I was near 30 when I signed up for a Bible study where I begin to see what confirming one’s faith really means. This time around, I read a significant part of the Bible. I began to hear God’s promises over and over. I saw God’s presence as a major thread through humanity for thousands of years, as well as my own life. Faith was no longer something I understood just in my head; faith now became much more personal and something in my heart.

Finally, I began to understand faith differently in my life. I felt different, allowed faith to affect choices that I made and wanted to let God into all the areas of my life. For years, I was what I would call a really good pew Christian: someone who sat in the pew week after week. I gave, I served, I shared my gifts. But now? I let God into my daily decision making. I prayed earnestly for others and myself. I realized that if God was going to be a part of my life, then God needed to be involved in all areas of my life. Period.

This is the time of year when many teens “confirm” their faith. They reaffirm the baptismal vows that their parents made for them earlier in their life. They make promises to assume responsibility for their own spiritual journey. Many of these confirmation celebrations have been postponed and delayed until they can happen within a faith community worshiping physically together.

Whether you are a student who is disappointed in having to wait for their confirmation Sunday; or someone who isn’t really sure what faith is; or confirmed at some point but still not sure what this really means: here’s my message is you: No matter where you are in your spiritual journey, you don’t have to know everything there is to know about God. It ain’t going to happen. And this is OK.

Simply, give yourself some space and opportunity to know God on a personal level. As a friend. As one of those people you turn to when you’re having a rotten day and you need a shoulder to cry on as well, as well as on those great days that you really want someone to celebrate something super cool that happened in your life. Let God be one of these people who you turn to.

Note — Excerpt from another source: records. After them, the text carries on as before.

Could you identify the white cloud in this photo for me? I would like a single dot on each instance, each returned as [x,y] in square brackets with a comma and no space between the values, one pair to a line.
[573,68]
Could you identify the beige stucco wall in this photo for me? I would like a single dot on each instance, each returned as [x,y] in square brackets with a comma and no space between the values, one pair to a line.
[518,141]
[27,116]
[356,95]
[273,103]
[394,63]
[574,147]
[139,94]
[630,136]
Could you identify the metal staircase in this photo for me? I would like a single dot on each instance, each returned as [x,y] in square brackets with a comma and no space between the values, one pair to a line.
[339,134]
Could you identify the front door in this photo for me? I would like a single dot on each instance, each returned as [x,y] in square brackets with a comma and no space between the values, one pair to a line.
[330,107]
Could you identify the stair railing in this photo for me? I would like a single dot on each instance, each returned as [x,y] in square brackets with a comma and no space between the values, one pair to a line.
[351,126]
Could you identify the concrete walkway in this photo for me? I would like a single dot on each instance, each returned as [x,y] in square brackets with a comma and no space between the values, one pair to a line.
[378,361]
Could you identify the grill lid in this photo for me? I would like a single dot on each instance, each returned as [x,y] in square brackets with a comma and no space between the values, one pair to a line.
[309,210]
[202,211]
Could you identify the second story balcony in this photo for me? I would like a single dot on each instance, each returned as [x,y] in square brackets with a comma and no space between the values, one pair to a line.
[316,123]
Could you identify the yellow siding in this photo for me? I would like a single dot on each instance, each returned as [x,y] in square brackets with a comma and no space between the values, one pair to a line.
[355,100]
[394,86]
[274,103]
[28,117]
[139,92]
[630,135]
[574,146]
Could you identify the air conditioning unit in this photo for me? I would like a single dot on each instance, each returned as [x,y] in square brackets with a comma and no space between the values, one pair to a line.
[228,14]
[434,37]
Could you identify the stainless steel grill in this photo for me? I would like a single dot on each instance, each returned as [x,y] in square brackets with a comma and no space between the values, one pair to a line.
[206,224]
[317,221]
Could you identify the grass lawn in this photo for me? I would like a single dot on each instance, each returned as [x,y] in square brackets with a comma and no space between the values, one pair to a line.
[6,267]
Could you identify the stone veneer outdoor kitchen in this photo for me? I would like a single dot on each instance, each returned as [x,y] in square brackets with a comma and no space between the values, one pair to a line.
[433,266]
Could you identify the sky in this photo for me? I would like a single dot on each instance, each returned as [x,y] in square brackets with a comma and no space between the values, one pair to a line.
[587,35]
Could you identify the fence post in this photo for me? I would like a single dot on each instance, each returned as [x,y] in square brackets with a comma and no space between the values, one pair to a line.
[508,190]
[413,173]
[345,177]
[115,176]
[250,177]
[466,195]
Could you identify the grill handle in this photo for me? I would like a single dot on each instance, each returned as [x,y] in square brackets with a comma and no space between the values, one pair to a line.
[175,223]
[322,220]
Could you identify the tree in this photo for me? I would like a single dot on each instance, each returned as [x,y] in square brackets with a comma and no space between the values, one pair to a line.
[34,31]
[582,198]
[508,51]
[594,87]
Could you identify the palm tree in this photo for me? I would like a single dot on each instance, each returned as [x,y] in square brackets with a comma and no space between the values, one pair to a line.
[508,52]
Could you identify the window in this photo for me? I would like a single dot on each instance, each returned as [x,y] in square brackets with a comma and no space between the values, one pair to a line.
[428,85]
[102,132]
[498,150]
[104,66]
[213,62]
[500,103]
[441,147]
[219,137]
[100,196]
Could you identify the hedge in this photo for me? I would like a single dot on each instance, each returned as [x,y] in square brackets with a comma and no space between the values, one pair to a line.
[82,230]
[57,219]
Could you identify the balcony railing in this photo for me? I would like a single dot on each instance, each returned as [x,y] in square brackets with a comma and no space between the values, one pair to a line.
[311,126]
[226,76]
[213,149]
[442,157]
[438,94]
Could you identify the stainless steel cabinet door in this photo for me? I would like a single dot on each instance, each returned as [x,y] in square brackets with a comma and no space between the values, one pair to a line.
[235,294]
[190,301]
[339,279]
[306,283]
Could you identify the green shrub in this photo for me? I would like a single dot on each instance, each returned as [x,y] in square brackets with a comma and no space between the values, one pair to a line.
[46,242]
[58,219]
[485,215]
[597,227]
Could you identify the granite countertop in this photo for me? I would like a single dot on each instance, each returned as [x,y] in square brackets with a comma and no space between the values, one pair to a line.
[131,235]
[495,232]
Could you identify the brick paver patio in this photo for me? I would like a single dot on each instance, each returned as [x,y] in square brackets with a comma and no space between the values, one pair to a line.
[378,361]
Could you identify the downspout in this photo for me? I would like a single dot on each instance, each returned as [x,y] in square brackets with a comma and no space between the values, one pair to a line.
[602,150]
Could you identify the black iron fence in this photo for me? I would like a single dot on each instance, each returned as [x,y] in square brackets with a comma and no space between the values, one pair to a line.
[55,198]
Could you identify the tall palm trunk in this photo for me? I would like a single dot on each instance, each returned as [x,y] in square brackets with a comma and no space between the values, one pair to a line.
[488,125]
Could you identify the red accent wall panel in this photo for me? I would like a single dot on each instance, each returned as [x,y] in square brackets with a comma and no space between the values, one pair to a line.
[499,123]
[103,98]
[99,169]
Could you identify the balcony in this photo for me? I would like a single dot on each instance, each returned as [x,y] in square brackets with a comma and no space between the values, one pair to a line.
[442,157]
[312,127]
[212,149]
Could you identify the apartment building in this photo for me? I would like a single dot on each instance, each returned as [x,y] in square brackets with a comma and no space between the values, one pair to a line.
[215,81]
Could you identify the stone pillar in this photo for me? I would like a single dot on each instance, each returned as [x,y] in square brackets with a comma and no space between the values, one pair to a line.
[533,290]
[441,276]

God doesn’t promise easy lives if we profess our faith in God. God doesn’t remove every hardship or challenge that comes our way. What God does assure of us is that we don’t ever have to be alone. And this, my friends, is Good News.

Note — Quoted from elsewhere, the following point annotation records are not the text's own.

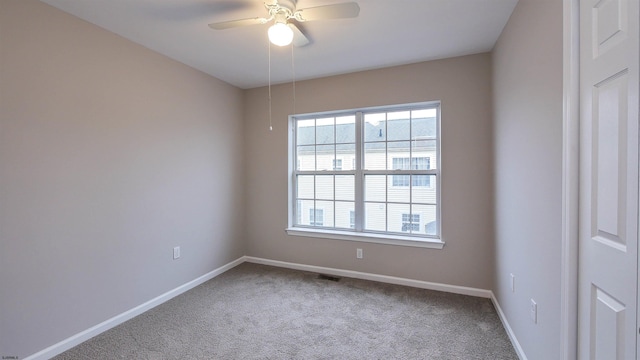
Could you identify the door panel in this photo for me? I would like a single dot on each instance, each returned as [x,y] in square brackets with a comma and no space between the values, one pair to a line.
[608,230]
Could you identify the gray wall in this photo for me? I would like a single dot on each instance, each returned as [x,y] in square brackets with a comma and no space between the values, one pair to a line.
[527,80]
[110,155]
[463,85]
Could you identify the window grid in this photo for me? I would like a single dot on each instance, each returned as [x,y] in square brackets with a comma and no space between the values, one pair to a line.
[407,166]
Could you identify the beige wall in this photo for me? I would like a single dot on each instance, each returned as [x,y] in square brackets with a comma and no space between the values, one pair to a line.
[527,80]
[463,85]
[110,155]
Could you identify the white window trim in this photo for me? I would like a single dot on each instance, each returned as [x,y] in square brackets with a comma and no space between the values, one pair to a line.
[358,235]
[388,239]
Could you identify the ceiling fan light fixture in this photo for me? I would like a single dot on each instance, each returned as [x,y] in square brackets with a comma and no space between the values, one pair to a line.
[280,34]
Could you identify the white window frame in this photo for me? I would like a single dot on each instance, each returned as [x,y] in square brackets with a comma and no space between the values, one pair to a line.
[357,234]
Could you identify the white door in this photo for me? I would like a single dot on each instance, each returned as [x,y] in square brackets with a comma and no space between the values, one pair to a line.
[608,245]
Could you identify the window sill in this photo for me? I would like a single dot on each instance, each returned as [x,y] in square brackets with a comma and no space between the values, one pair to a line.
[388,239]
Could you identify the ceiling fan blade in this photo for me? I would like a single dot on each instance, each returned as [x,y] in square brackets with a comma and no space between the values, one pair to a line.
[336,11]
[237,23]
[299,38]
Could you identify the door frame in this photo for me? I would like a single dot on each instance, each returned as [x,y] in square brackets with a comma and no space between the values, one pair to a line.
[570,179]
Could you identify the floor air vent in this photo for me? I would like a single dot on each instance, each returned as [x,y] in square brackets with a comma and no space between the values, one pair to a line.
[328,277]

Today, we all have an opportunity to confirm our faith in God. We can do this anywhere. I invite you to speak with God for a bit today. Share your heart. Let go of your fears and disappointments. Will you feel closer to God if you do? I can’t say for sure. What I can say is that if you do this day after day after day, maybe something inside of you will begin to slowly change.  As you allow God to see more of your life, you will discover opportunities to include God in more of your life.

Spiritual journeys aren’t always about earthquake events. Yes, they can be. More often, spiritual journeys are taking a few small steps forward, followed by a leap back, more small steps forward followed by something that causes backslide. Our spiritual lives are not a spring. They are a marathon.

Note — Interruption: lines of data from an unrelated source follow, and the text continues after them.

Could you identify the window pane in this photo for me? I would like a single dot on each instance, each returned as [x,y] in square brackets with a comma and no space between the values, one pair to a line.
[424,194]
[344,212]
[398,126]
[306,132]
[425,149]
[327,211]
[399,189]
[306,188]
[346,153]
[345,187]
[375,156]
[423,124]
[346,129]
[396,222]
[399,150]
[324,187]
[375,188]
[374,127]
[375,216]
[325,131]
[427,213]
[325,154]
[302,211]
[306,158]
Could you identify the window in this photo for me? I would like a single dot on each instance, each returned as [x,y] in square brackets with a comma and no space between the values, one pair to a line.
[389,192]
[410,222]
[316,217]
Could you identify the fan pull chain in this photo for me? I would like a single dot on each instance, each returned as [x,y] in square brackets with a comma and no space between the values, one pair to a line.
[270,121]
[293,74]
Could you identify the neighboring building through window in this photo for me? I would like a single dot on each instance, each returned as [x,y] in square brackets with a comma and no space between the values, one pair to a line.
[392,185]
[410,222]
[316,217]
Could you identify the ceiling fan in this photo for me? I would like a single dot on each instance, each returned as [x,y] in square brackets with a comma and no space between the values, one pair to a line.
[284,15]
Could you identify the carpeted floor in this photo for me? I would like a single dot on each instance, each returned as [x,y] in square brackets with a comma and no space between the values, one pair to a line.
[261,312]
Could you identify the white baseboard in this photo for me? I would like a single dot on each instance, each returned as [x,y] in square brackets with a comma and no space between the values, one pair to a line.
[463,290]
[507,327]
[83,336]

I pray you “confirm” your faith in God this day, even if you aren’t fully sure what this means. Confirm to love God and neighbor with every thread of your being. Agree to share some of your special gifts with the rest of God’s kingdom. And commit to seeking God out more in your daily life.

For the opportunity to discover God and confirm my faith, I am grateful.

Blessings –

Dianne

Dear God – thank you for being patient with us as we explore faith and what it means to us. May we explore this journey together. Amen.